Pernyataan Presiden Jokowi yang menyiratkan pertanyaan kepada para menteri terkait kebutuhan Perppu dan Perpres tersebut justru menunjukkan presiden seperti menawarkan bantuan kepada para menteri, padahal seharusnya presiden-lah yang memimpin, memutuskan, dan menetapkan kebijakan apa yang akan diambil, sementara menteri bertugas untuk membantu, melaksanakan, dan menindaklanjutinya.

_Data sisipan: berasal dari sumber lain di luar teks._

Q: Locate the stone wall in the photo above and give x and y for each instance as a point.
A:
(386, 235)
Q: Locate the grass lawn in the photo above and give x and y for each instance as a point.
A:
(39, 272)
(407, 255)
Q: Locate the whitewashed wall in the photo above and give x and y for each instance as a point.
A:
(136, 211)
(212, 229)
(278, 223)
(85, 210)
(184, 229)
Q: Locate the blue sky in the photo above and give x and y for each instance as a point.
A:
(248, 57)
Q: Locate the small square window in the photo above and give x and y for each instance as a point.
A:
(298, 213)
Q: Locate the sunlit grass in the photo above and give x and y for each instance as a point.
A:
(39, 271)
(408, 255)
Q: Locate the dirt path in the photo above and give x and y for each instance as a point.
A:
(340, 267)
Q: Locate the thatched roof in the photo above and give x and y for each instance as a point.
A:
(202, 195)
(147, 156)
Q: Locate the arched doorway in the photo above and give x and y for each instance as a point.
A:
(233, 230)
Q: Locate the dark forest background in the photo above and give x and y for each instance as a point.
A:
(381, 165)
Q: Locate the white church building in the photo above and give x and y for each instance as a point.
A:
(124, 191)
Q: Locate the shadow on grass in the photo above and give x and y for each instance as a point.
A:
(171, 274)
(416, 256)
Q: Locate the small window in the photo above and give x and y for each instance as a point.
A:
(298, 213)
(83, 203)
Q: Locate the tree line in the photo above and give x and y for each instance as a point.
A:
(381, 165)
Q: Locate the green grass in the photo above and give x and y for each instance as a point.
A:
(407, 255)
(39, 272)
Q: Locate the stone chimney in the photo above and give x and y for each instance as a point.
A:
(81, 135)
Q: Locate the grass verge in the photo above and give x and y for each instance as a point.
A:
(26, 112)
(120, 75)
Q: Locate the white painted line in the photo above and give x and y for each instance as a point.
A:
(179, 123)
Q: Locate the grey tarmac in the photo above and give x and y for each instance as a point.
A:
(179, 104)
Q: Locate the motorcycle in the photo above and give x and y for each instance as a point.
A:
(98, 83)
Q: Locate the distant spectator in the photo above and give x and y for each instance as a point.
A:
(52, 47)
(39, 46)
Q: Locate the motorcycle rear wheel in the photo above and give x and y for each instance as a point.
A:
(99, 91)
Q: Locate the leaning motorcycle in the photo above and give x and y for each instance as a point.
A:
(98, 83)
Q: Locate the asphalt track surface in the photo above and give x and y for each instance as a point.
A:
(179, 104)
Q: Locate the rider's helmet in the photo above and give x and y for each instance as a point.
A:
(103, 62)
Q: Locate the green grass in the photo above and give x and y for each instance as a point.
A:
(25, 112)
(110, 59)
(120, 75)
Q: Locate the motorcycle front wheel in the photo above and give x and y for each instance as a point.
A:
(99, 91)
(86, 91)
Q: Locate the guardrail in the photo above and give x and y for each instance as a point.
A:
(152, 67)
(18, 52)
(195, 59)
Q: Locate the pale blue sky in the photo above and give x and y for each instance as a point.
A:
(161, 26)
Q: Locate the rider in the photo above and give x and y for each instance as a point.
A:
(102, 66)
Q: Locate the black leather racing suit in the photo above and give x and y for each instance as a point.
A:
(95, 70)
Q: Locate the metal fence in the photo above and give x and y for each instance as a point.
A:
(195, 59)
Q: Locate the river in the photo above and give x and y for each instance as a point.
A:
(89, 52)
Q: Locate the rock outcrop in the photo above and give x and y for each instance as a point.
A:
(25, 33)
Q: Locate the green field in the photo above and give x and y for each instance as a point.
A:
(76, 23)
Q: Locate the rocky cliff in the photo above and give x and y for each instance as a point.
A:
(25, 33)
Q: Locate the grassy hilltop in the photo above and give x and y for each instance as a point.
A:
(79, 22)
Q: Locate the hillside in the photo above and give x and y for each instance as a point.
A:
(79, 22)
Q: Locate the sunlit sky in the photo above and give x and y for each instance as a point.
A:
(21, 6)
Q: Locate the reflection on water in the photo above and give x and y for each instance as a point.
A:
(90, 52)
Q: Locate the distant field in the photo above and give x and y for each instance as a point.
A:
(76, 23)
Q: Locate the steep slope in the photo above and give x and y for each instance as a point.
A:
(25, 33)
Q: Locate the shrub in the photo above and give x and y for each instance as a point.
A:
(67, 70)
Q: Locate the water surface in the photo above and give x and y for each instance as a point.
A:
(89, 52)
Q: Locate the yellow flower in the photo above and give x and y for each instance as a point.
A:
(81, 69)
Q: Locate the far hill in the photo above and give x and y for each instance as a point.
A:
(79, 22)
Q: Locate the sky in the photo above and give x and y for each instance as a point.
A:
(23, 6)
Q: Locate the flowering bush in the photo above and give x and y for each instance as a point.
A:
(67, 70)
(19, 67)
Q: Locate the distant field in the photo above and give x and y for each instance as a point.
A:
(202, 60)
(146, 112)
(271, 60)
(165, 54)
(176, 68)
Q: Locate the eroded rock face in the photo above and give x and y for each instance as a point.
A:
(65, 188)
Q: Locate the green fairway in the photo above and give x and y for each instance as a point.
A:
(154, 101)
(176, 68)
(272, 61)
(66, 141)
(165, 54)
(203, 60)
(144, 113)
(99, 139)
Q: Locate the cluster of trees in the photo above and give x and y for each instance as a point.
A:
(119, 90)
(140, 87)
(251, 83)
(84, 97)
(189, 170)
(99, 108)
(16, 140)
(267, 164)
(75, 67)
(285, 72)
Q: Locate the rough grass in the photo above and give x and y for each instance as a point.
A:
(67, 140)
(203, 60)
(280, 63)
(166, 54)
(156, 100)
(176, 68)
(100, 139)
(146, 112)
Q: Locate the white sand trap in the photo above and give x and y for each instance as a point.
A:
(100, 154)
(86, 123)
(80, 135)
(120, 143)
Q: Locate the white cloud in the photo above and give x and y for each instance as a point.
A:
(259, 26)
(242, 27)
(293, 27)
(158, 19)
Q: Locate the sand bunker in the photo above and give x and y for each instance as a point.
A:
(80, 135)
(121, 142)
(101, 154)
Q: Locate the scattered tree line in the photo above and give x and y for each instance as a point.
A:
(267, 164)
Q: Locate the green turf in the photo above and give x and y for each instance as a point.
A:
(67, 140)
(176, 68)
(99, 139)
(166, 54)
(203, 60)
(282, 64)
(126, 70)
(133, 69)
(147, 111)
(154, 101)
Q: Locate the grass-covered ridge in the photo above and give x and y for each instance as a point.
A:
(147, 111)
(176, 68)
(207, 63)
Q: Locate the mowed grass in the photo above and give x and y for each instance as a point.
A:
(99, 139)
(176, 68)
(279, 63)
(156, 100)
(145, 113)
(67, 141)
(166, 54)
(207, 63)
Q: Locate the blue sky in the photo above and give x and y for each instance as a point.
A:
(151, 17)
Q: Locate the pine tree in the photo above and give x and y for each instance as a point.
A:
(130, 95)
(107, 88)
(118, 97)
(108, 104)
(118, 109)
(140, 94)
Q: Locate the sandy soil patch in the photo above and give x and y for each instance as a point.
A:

Atas hal-hal tersebut di atas, PSHK mendesak Presiden untuk:
- Bertindak cepat dan fokus dalam pengambilan kebijakan terkait penanganan Covid-19 dengan berbasis pada data serta pendapat dan pertimbangan para ahli terutama ahli di bidang kesehatan dan kesehatan masyarakat.
- Memberhentikan menteri-menteri dan/atau pejabat pejabat eksekutif lainnya yang minim capaian dan berkinerja buruk dalam periode penanganan Covid-19 serta menempatkan orang-orang yang kompeten dan menghargai ilmu pengetahuan sebagai penggantinya.
- Dalam jangka waktu ke depan, memperbaiki secara menyeluruh dan sistematis berbagai kelemahan manajemen regulasi, terutama dalam hal perencanaan serta monitoring dan evaluasi atas setiap peraturan perundang-undangan dalam lingkup eksekutif.